# Bullmastiff + Orijen



## rmorrison1 (Jan 30, 2012)

Hi, I recently moved my 3 month old Bullmastiff puppy over to Orijen large puppy breed from Eukanuba. The feeding instructions on the package are very vague, does anyone have an idea how much I should be feeding him? He weighs around 15kg. Thanks.


----------



## whiteleo (Sep 7, 2008)

Hello and welcome...I realize your from a different country but could you please list the ingredients of the Orijen.
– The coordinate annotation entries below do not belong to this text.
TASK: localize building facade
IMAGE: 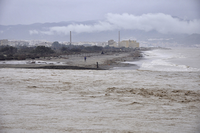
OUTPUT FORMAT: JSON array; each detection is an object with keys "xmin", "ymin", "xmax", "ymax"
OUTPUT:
[
  {"xmin": 119, "ymin": 40, "xmax": 140, "ymax": 48},
  {"xmin": 108, "ymin": 40, "xmax": 117, "ymax": 47}
]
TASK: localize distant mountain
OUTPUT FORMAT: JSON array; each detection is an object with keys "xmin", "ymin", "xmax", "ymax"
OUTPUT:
[{"xmin": 0, "ymin": 18, "xmax": 200, "ymax": 46}]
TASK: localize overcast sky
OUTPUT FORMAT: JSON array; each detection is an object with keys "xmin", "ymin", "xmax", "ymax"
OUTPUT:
[
  {"xmin": 0, "ymin": 0, "xmax": 200, "ymax": 34},
  {"xmin": 0, "ymin": 0, "xmax": 200, "ymax": 25}
]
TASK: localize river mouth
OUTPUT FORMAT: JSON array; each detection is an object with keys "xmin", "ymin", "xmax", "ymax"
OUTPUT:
[{"xmin": 0, "ymin": 68, "xmax": 200, "ymax": 133}]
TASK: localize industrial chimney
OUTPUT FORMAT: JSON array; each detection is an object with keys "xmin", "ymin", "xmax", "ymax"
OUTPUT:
[{"xmin": 118, "ymin": 31, "xmax": 120, "ymax": 47}]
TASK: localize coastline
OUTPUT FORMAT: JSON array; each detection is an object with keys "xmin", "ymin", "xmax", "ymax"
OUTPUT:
[{"xmin": 0, "ymin": 50, "xmax": 142, "ymax": 70}]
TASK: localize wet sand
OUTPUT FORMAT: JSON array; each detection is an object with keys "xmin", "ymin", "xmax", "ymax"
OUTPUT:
[{"xmin": 0, "ymin": 51, "xmax": 141, "ymax": 70}]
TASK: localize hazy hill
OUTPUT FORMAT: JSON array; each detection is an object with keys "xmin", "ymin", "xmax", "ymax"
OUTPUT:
[{"xmin": 0, "ymin": 21, "xmax": 200, "ymax": 45}]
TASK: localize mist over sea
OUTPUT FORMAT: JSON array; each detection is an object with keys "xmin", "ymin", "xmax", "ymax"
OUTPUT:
[
  {"xmin": 0, "ymin": 48, "xmax": 200, "ymax": 133},
  {"xmin": 118, "ymin": 48, "xmax": 200, "ymax": 71}
]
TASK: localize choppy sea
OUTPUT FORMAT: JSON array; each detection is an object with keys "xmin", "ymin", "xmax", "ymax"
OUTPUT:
[
  {"xmin": 126, "ymin": 48, "xmax": 200, "ymax": 71},
  {"xmin": 0, "ymin": 48, "xmax": 200, "ymax": 133}
]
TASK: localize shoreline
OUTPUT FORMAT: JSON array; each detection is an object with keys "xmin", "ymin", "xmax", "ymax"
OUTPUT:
[{"xmin": 0, "ymin": 50, "xmax": 142, "ymax": 70}]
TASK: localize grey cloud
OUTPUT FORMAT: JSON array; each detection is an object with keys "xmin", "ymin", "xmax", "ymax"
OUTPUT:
[{"xmin": 30, "ymin": 13, "xmax": 200, "ymax": 35}]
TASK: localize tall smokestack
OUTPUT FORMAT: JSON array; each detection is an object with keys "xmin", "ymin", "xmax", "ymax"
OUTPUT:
[
  {"xmin": 70, "ymin": 31, "xmax": 72, "ymax": 45},
  {"xmin": 118, "ymin": 31, "xmax": 120, "ymax": 47}
]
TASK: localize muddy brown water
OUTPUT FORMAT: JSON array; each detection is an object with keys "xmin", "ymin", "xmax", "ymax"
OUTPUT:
[{"xmin": 0, "ymin": 68, "xmax": 200, "ymax": 133}]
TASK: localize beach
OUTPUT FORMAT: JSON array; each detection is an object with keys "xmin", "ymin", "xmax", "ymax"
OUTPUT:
[
  {"xmin": 0, "ymin": 50, "xmax": 142, "ymax": 70},
  {"xmin": 0, "ymin": 48, "xmax": 200, "ymax": 133}
]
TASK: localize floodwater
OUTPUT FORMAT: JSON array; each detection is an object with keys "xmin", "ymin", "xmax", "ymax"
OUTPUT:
[{"xmin": 0, "ymin": 47, "xmax": 200, "ymax": 133}]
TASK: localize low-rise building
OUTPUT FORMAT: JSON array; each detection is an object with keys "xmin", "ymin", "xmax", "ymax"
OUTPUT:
[
  {"xmin": 119, "ymin": 40, "xmax": 139, "ymax": 48},
  {"xmin": 0, "ymin": 39, "xmax": 8, "ymax": 45},
  {"xmin": 108, "ymin": 40, "xmax": 117, "ymax": 47}
]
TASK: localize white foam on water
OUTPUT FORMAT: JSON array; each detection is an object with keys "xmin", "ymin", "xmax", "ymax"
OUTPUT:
[
  {"xmin": 127, "ymin": 48, "xmax": 200, "ymax": 71},
  {"xmin": 0, "ymin": 60, "xmax": 65, "ymax": 65}
]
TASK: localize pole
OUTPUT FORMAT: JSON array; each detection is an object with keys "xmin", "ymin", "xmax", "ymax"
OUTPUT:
[
  {"xmin": 70, "ymin": 31, "xmax": 72, "ymax": 45},
  {"xmin": 118, "ymin": 31, "xmax": 120, "ymax": 47}
]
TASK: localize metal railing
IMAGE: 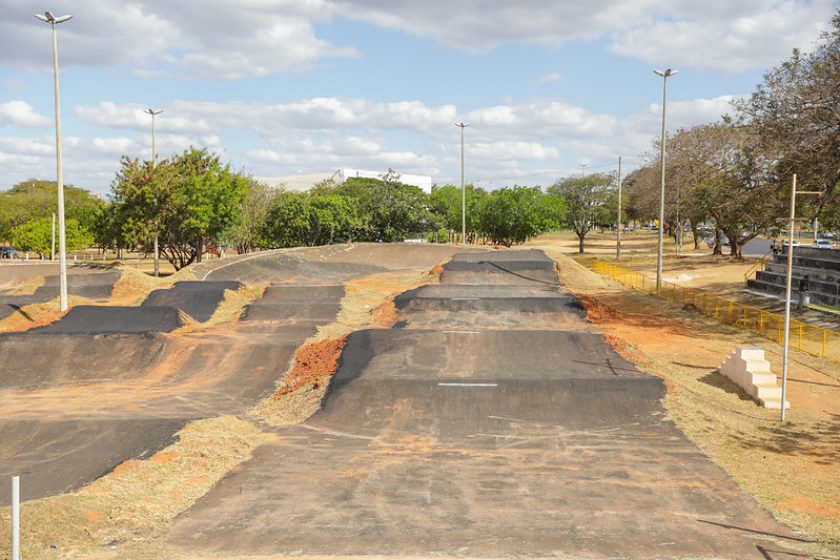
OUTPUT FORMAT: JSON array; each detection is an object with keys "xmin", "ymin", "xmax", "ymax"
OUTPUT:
[
  {"xmin": 592, "ymin": 260, "xmax": 840, "ymax": 362},
  {"xmin": 744, "ymin": 249, "xmax": 773, "ymax": 282}
]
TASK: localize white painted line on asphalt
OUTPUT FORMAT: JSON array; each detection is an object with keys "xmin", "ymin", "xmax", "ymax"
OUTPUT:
[
  {"xmin": 298, "ymin": 424, "xmax": 375, "ymax": 441},
  {"xmin": 438, "ymin": 383, "xmax": 499, "ymax": 387},
  {"xmin": 487, "ymin": 416, "xmax": 530, "ymax": 424}
]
The only Orijen we are familiar with is by champion foods.


----------



## Caty M (Aug 13, 2010)

I think he means that he is switching from Eukanuba to Orijen, not that Orijen is made by Eukanuba. 

You could start with the recommendations on the bag, and decrease by 1/3 and just keep an eye on his weight.. keep him nice and slender during growth!


----------



## whiteleo (Sep 7, 2008)

Caty M said:


> I think he means that he is switching from Eukanuba to Orijen, not that Orijen is made by Eukanuba.
> 
> You could start with the recommendations on the bag, and decrease by 1/3 and just keep an eye on his weight.. keep him nice and slender during growth!


I must not have had enough coffee yet this morning! LOL


----------



## rmorrison1 (Jan 30, 2012)

lol yeah, it's Orijen by champion foods, thanks Caty for the advice


----------